Continua a far discutere la richiesta della società Tras Press Energia di realizzare un digestore anaerobico nella zona compresa tra via Ordiere e via Lunga, in territorio del Comune di Bagnara al confine con Solarolo, nei pressi di un importante sito archeologico. Il caso, nei mesi scorsi, ha sollevato disagi e proteste tra la popolazione. L’impianto dovrebbe produrre metano grazie ad un processo di fermentazione di materiale organico. La maggioranza dei cittadini dei due Comuni si oppone alla realizzazione del progetto e fin dalla primavera scorsa è stato costituito un Comitato permanente, che sta adoperandosi per fornire un'informativa più accurata e bloccare la creazione del digestore.
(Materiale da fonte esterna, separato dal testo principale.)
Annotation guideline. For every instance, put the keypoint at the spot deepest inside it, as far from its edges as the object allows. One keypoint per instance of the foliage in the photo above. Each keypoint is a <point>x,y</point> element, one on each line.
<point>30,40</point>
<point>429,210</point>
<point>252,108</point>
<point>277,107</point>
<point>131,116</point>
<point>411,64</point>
Sabato scorso il circolo del Partito Democratico di Solarolo, per mano del suo segretario Filippo Rivalta, ha inviato una richiesta scritta al sindaco Fabio Anconelli, chiedendogli di valutare “se esiste la possibilità che il Comune di Solarolo possa avvalersi di legali esterni, allo scopo di difendere più efficacemente la volontà dei cittadini”. La stessa richiesta è stata avanzata nei giorni scorsi dal gruppo di minoranza del Comune di Bagnara al sindaco Angelo Galli. Dopo che la Soprintendenza per i Beni architettonici e paesaggistici di Ravenna ha espresso un parere negativo al progetto, in questo momento la procedura burocratica è ferma alla fase nella quale la Tras Press Energia deve produrre le risposte e le integrazioni richieste dalla Conferenza dei Servizi e dal Comitato di cittadini. “Anche alla luce delle recenti Linee guida proposte dal Governo a proposito degli impianti alimentati da fonti rinnovabili – puntualizza Filippo Rivalta - ci siamo resi conto  che il progetto potrebbe andare avanti comunque, nonostante l’opinione pubblica sia contraria. Perciò abbiamo chiesto al sindaco che percorra con maggiore vigore la strada legale, considerando che il parere della popolazione di due Comuni sembra quasi ininfluente”.